I can relate so much to these post colonial development issues that arose after many African countries became independent. Curaçao and Bonaire, among the 6 islands in the Dutch Caribbean, still within the Kingdom of the Netherlands (the first as an independent country and Bonaire as a municipality), are the two Dutch islands I can relate with. How do the relationships with our Mother Country, The Netherlands, influence our sense of nationalism? What do the African Post Colonial thinkers have in common with our own Caribbean writers (Tip Marugg), poets (Pierre Lauffer) and scholars (Frank Martinus Arion) having an opinion about these relations? Expect to read more about Dutch Caribbean colonial thinkers and the colonial relationships I experience in my following posts.

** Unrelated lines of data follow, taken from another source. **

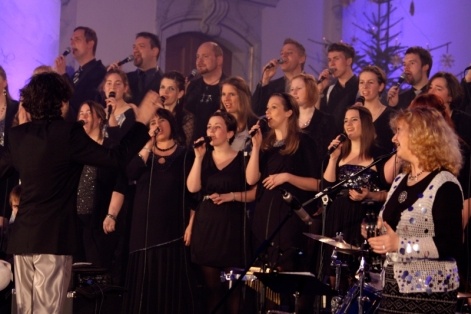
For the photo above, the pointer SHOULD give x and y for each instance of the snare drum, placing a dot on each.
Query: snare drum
(371, 299)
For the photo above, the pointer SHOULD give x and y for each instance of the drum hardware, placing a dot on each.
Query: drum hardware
(294, 283)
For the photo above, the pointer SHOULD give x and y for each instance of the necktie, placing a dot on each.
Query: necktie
(76, 76)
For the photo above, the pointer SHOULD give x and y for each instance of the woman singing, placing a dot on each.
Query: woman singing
(218, 238)
(158, 276)
(284, 161)
(421, 219)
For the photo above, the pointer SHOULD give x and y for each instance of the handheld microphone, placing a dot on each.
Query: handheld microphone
(110, 108)
(296, 206)
(342, 138)
(66, 51)
(260, 120)
(400, 80)
(361, 100)
(271, 65)
(331, 71)
(205, 140)
(194, 73)
(126, 60)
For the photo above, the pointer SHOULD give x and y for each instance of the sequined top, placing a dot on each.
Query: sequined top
(417, 264)
(86, 190)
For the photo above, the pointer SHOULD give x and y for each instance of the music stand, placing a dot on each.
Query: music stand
(295, 283)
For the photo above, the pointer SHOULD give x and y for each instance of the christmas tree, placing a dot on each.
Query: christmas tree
(380, 45)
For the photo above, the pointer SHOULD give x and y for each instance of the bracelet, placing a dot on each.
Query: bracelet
(111, 216)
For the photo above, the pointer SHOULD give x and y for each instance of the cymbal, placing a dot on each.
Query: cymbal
(344, 246)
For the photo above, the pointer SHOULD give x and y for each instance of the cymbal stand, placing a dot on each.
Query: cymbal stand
(336, 301)
(361, 273)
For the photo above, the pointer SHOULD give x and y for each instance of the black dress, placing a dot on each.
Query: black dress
(158, 271)
(384, 133)
(218, 230)
(343, 214)
(93, 198)
(290, 245)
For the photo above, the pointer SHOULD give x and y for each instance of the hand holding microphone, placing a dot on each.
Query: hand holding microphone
(335, 144)
(296, 206)
(325, 74)
(59, 62)
(116, 65)
(270, 69)
(393, 93)
(110, 102)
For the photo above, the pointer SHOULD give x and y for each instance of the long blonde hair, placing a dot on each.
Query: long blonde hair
(431, 139)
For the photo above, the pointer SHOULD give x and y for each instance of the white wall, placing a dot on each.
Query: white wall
(116, 23)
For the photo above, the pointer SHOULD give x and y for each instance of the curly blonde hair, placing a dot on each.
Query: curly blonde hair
(431, 139)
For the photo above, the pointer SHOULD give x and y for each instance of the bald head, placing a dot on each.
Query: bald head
(209, 58)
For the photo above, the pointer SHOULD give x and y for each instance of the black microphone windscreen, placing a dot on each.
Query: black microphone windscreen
(205, 140)
(126, 60)
(66, 51)
(194, 73)
(361, 100)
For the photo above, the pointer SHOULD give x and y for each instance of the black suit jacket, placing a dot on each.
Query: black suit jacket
(86, 87)
(49, 157)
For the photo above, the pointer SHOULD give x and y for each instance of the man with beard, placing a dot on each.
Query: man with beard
(340, 94)
(89, 75)
(147, 76)
(417, 65)
(203, 94)
(291, 62)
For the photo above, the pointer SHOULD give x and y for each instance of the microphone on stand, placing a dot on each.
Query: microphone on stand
(271, 65)
(194, 73)
(205, 140)
(260, 120)
(112, 94)
(360, 100)
(296, 206)
(162, 100)
(331, 71)
(66, 51)
(400, 80)
(342, 138)
(126, 60)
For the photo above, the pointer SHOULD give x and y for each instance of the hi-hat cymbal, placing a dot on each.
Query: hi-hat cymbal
(338, 244)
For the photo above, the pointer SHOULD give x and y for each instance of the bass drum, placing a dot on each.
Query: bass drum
(371, 299)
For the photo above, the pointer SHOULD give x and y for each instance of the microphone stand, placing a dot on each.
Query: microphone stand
(335, 187)
(262, 248)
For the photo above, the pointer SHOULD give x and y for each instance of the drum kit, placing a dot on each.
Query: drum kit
(362, 297)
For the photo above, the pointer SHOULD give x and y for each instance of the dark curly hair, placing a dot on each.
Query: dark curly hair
(44, 96)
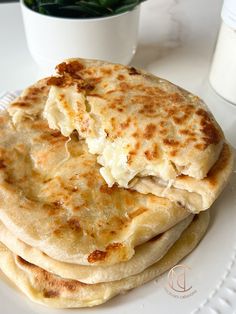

This has been my dose of reality checks so far….Reality checks over and over again. I can’t wait to dive into the CSR world in February and get surprised even more. I’ll be posting on subjects of my interest from time to time, starting with a series of slogans derived from the class Natural Resource Management, my view on how Urban planning influences inequalities in a city and also on my feelings as a ‘Curapolitan’.
I’m looking forward to your ideas and comments.